Em certa medida, a PTR brasileira também visou compatibilizar, por assim dizer, a adoção de metodologias ascendentes e descentes, quando, por exemplo, estruturou a lógica de funcionamento do PTC, a partir de uma perspectiva descendente, diferentemente das experiências desenvolvidas nos anos 1990 – e do próprio Pronat – que se organizaram numa perspectiva mais voltada para o desenvolvimento endógeno.

Por fim, farei uso da análise de Dax e Oedl-Wieser (2016) sobre a perspectiva de transferência da abordagem Leader para outras realidades, mesmo que europeias. Para os autores, que analisavam a apropriação desta abordagem aos territórios austríacos, o caráter piloto e laboratorial das experiências iniciais tornou seu processo de implementação por demais específico. Essa especificidade fez com que a riqueza dessas experiências dificilmente pudesse ser transferida para outras regiões haja vista a enorme diversidade dos contextos locais. Reconhecem ainda os autores que a iniciativa Leader gerou novas soluções, designs e ideias, mas a transferência e a aplicação de suas boas práticas ao contexto da diversidade das regiões rurais europeias se revelaram quase impossível (VAN DER PLOEG, 2003; ÖIR, 2004 apud DAX; OEDL-WIESER, 2016, p. 31)
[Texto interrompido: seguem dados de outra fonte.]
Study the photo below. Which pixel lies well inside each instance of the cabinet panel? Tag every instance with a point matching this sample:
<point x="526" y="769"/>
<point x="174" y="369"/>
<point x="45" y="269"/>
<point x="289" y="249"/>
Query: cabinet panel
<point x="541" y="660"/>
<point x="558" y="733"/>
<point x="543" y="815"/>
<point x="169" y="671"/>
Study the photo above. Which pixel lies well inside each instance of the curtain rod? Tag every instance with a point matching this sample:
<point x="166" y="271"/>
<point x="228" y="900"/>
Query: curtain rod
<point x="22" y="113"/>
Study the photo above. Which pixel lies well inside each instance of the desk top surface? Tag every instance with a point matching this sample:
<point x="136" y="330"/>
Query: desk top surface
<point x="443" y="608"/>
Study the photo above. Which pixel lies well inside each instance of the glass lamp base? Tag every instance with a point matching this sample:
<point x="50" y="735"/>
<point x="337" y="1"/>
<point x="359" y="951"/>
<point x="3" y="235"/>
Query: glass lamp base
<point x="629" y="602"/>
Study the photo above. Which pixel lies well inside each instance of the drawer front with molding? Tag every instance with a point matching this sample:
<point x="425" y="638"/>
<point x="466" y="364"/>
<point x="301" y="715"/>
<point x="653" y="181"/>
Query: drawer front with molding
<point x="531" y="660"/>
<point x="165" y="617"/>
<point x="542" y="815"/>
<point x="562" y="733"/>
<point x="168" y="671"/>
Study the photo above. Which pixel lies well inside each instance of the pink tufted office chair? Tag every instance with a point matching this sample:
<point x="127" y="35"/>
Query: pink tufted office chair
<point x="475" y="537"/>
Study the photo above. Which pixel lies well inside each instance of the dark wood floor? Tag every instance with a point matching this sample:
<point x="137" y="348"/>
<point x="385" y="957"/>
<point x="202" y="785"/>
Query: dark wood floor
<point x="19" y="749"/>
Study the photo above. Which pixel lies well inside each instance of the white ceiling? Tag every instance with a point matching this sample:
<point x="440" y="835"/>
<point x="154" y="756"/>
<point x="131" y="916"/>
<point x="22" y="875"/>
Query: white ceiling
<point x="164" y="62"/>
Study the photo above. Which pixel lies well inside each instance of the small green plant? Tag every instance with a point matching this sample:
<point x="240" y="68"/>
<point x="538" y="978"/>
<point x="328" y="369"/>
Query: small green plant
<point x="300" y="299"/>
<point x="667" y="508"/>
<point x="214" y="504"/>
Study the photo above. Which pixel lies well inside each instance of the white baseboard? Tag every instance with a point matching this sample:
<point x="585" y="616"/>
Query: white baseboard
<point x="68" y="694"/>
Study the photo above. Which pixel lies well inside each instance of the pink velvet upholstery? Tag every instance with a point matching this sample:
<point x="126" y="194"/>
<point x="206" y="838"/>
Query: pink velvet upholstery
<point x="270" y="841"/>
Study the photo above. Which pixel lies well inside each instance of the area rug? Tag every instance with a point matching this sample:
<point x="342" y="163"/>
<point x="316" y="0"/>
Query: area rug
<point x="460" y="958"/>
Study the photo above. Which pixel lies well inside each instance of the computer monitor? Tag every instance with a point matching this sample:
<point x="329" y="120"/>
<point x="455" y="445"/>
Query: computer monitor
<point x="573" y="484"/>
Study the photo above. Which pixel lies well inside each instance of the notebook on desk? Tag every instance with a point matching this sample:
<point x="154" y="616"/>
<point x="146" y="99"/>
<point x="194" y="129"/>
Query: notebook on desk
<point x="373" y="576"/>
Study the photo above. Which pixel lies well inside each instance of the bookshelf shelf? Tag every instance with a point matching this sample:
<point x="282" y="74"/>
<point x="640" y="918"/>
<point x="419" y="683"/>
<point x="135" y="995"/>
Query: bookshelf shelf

O resgate que ora acabamos de apresentar por si só não nos possibilitaria a rigor identificar os fóruns de produção de ideias envolvidos no processo de institucionalização da PTR. A precisa identificação destes careceria de um maior aprofundamento investigativo- analítico, o que demandaria, muito provavelmente, uma outra tese. Todavia, à luz do que fizeram Jobert (1994), Fouilleux (2003) e Grisa (2012) em análises já mencionadas neste estudo, e conscientes de não termos tido a pretensão de alcançar a profundidade analítica atingida pelos mesmos, arriscamo-nos a identificar a existência de pelo menos três fóruns: os fóruns científicos, os fóruns profissionais e/ou temáticos (nesse caso, agricultura familiar), além

dos fóruns de comunicação política. sobre os quais teceremos breves comentários acerca de suas constituições.

o Fórum científico: composto por pesquisadores e organismos de cooperação internacional que contribuíram para a assimilação de conceitos e para sua adequação às especificidades nacionais e locais, contribuindo dessa forma com suas pesquisas, estudos e intercâmbios de experiências para a formulação das políticas territoriais e para o aperfeiçoamento das políticas de desenvolvimento rural.

o Fórum da agricultura familiar: congregaria o conjunto das organizações e movimentos sociais que lutam pela reforma agrária e pelo fortalecimento da agricultura familiar no país, compreendendo as organizações que atuam em redes de articulação voltadas para o assessoramento e/ou o desenvolvimento de tecnologias adequadas a esse segmento nos seus diferentes biomas.

o Fórum de comunicação política: composto pelos grupos políticos partidários que assumem os governos nas diferentes esferas (nacional, estadual e municipal) e que buscam fazer valer suas ideias anteriormente difundidas através de discursos eleitorais, convertidos em programas e plataformas políticas no momento das disputas eleitorais.

Foi a mudança ocorrida no fórum de comunicação política, em 2002, que possibilitou que novos atores – com novas ideais – assumissem o comando do governo nacional alterando a correlação de forças no fórum de políticas públicas e, portanto, a condução das políticas públicas para os mais diversos setores. No tocante às políticas de desenvolvimento rural, que mudanças essa alteração provocou?